Farmaci che possono causare la gengivite

Alcuni farmaci, dai contraccettivi orali agli antipertensivi, possono contribuire a provocare la gengivite. Questa condizione può causare un aumento dei batteri nel tessuto parodontale e alterare, nel tempo, anche la stabilità dei denti in chi ha già una predisposizione.

Dai farmaci antipertensivi alla pillola

Come evidenziano studi recenti e una nuova classificazione delle malattie parodontali, alcuni medicinali di uso comune possono avere, come effetto indesiderato, un aumento del volume e del sanguinamento gengivale. In particolare, sono tre le tipologie di farmaci interessate:
  • Anticovulsivi,  impiegati per il trattamento dell’epilessia (come la fenintoina e il sodio valporato).
  • Calcio-antagonisti utilizzati come anti-ipertensivi (come la nifedipina, il verapamil, il diltiazem, l’amlodipina, la felodipina).
  • Immunoregolatori, come le ciclosporine, usati in soggetti che hanno subito un trapianto.
    A necessitare attenzione possono essere anche i contraccettivi orali, se usati in alte dosi.
Ovviamente, l’aumento dell’infiammazione e del volume gengivale che ne consegue non si presentano in tutti i pazienti che ne fanno uso. Inoltre, gli effetti possono variare anche nella stessa persona, a seconda dell’età o dal cambio di abitudini, come l’aumento o la cessazione del fumo e una più o meno accurata igiene orale.

Meglio informare il dentista sui farmaci che si assumono

In base a meccanismi diversi, l’aumento del volume gengivale indotto da questi farmaci può favorire l’accumulo di placca batterica sulla superficie dentale vicino alla gengiva.

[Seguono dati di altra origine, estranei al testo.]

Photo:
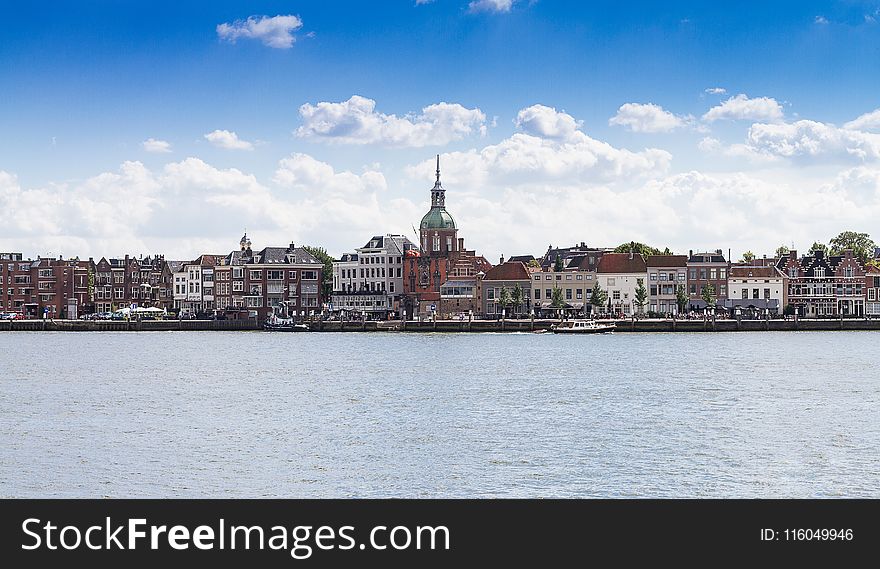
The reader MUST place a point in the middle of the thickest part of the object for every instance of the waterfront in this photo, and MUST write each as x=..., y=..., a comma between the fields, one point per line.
x=238, y=414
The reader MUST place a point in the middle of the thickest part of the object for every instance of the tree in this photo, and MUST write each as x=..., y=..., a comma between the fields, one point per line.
x=816, y=246
x=640, y=249
x=641, y=297
x=861, y=244
x=556, y=301
x=709, y=295
x=517, y=296
x=681, y=298
x=504, y=297
x=598, y=297
x=327, y=274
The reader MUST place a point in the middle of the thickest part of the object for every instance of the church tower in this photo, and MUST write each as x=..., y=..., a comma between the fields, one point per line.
x=439, y=236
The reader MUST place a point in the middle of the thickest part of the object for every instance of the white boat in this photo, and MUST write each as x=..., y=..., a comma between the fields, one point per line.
x=582, y=327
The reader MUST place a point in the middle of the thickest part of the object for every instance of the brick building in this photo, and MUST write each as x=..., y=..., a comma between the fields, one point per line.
x=50, y=288
x=274, y=277
x=824, y=286
x=131, y=281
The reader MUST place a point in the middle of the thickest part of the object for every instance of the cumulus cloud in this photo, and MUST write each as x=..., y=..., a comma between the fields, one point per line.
x=649, y=117
x=807, y=138
x=228, y=140
x=867, y=121
x=191, y=207
x=741, y=107
x=491, y=5
x=276, y=31
x=547, y=122
x=156, y=146
x=356, y=121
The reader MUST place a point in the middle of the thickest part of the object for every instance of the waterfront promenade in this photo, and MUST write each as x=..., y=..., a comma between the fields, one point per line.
x=524, y=325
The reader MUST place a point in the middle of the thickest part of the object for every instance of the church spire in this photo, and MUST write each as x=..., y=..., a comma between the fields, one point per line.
x=438, y=194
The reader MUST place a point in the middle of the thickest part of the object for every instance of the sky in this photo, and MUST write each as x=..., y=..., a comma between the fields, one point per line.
x=172, y=127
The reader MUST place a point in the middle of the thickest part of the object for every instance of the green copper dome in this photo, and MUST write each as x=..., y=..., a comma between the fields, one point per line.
x=438, y=218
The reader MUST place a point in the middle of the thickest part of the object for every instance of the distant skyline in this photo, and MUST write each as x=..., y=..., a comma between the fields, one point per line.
x=143, y=128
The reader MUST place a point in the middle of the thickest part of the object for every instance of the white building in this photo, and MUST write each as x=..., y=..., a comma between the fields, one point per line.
x=193, y=283
x=755, y=291
x=371, y=280
x=620, y=275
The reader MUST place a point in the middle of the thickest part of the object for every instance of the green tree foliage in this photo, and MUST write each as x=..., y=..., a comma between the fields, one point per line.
x=517, y=296
x=641, y=297
x=816, y=246
x=681, y=298
x=327, y=274
x=708, y=295
x=556, y=300
x=861, y=244
x=641, y=249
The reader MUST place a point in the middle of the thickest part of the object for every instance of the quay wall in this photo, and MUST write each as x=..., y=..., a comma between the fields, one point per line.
x=439, y=326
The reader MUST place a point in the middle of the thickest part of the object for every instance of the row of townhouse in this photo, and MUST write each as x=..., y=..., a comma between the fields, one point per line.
x=250, y=284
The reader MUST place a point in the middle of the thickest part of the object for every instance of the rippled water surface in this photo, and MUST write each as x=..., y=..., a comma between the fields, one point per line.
x=249, y=414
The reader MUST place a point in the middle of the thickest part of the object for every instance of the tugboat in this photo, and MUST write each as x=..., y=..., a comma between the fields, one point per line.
x=582, y=327
x=285, y=323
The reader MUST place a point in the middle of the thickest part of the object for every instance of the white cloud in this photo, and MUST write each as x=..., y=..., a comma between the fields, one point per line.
x=491, y=5
x=742, y=107
x=228, y=140
x=649, y=117
x=356, y=121
x=867, y=121
x=547, y=122
x=276, y=31
x=156, y=146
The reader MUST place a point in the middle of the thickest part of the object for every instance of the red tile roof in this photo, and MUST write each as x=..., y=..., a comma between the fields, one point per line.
x=509, y=271
x=622, y=263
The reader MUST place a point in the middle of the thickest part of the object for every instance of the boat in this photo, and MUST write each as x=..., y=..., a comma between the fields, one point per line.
x=276, y=323
x=582, y=327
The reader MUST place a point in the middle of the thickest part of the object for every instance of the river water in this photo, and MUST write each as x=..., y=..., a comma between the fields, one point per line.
x=251, y=414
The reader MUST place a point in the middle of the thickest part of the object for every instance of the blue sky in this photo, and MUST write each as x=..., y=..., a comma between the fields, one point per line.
x=83, y=86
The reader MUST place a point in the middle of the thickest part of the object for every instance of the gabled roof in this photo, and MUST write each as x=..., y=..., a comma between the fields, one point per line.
x=666, y=261
x=622, y=263
x=509, y=271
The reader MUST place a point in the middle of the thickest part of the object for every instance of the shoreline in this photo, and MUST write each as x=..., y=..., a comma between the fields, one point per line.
x=644, y=325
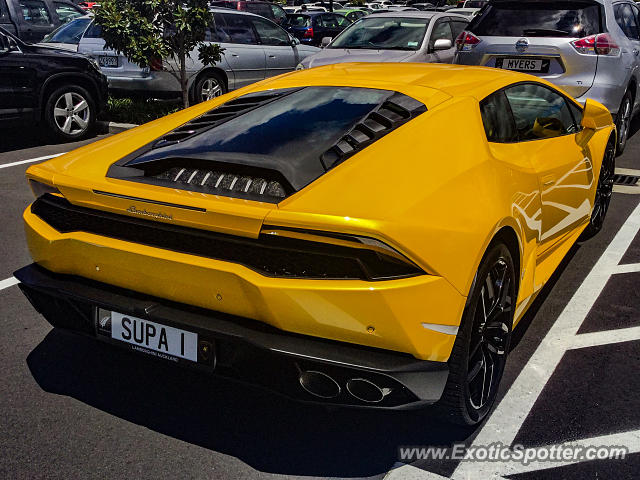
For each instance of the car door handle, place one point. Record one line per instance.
(548, 180)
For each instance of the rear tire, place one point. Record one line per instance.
(623, 121)
(70, 113)
(479, 353)
(604, 190)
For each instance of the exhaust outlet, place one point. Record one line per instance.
(366, 391)
(319, 384)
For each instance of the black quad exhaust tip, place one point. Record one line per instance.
(366, 391)
(319, 384)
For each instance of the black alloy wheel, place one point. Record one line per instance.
(480, 351)
(604, 190)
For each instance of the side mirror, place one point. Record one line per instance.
(442, 44)
(595, 116)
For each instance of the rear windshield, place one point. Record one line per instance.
(299, 20)
(69, 32)
(538, 19)
(259, 9)
(384, 33)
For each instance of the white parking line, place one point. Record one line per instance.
(607, 337)
(9, 282)
(31, 160)
(630, 439)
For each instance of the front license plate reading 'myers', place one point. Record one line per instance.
(144, 334)
(523, 64)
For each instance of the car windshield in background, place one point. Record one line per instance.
(69, 32)
(384, 33)
(538, 19)
(299, 21)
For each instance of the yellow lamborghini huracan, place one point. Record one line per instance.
(355, 234)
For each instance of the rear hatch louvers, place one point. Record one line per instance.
(269, 145)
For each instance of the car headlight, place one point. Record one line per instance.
(39, 188)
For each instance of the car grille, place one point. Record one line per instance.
(270, 255)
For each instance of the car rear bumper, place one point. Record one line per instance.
(417, 315)
(161, 84)
(239, 348)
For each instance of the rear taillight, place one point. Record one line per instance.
(600, 44)
(156, 65)
(466, 41)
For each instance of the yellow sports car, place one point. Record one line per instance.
(355, 234)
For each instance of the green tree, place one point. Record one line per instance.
(147, 31)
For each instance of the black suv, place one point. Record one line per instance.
(31, 20)
(62, 89)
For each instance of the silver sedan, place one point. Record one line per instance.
(409, 36)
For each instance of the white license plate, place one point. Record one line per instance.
(107, 61)
(522, 64)
(145, 335)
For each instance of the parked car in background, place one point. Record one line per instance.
(590, 49)
(394, 37)
(255, 48)
(31, 20)
(311, 27)
(68, 36)
(352, 14)
(61, 89)
(468, 12)
(272, 11)
(474, 3)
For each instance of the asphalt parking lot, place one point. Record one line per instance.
(74, 408)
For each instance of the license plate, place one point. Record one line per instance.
(523, 64)
(107, 61)
(149, 337)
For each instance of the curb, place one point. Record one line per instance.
(115, 127)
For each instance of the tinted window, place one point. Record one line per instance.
(538, 19)
(342, 21)
(328, 21)
(458, 27)
(236, 29)
(441, 30)
(35, 12)
(384, 33)
(627, 20)
(279, 14)
(69, 32)
(270, 33)
(539, 112)
(66, 12)
(497, 119)
(299, 20)
(262, 9)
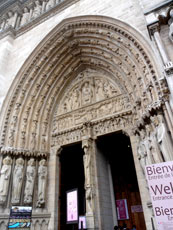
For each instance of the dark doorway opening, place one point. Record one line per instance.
(71, 177)
(116, 150)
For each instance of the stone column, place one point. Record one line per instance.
(91, 183)
(143, 188)
(87, 146)
(53, 184)
(168, 65)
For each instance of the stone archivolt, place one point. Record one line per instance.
(95, 43)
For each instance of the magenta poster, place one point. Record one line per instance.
(122, 210)
(82, 219)
(72, 206)
(160, 183)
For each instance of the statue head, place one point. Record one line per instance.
(31, 162)
(25, 10)
(10, 14)
(20, 161)
(7, 161)
(43, 162)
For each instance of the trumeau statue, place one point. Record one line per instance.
(17, 180)
(5, 178)
(87, 93)
(42, 180)
(170, 22)
(30, 179)
(164, 140)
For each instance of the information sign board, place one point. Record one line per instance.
(160, 183)
(122, 210)
(82, 221)
(20, 217)
(72, 206)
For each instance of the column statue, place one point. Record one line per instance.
(17, 180)
(5, 178)
(42, 179)
(30, 178)
(142, 155)
(163, 139)
(25, 17)
(155, 153)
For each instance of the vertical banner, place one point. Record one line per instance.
(82, 221)
(72, 206)
(20, 217)
(122, 210)
(160, 182)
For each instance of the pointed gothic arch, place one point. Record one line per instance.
(77, 43)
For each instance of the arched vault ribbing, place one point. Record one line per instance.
(75, 44)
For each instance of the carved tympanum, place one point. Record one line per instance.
(88, 88)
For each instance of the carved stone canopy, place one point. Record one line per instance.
(118, 57)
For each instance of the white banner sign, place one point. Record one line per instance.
(160, 182)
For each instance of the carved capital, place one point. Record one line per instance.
(153, 28)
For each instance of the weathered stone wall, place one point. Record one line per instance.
(17, 50)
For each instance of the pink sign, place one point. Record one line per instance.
(136, 208)
(82, 222)
(122, 210)
(160, 182)
(72, 206)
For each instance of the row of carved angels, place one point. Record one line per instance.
(19, 173)
(16, 20)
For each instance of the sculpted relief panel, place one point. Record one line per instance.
(90, 97)
(89, 87)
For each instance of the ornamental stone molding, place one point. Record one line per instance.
(110, 54)
(18, 16)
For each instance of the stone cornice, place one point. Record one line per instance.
(22, 152)
(18, 8)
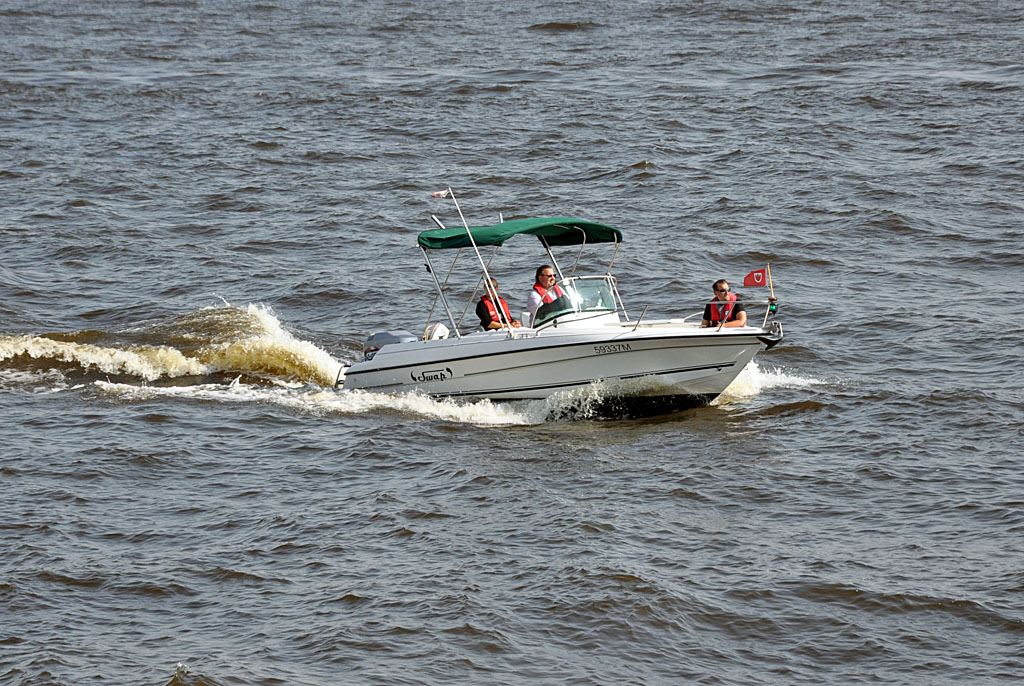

Questa, a sua volta, ne causa l’infiammazione.
Quindi, se si assumono questi farmaci, è sempre consigliabile informare il dentista e, in caso di necessità recarsi da un parodontologo per una visita di controllo. Nella maggior parte dei casi, basta una rimozione professionale della placca e del tartaro associata a una correzione delle manovre di igiene orale a casa. Nei casi più gravi, di comune accordo con il medico di famiglia e lo specialista, si può valutare l’eventuale sostituzione della terapia farmacologica.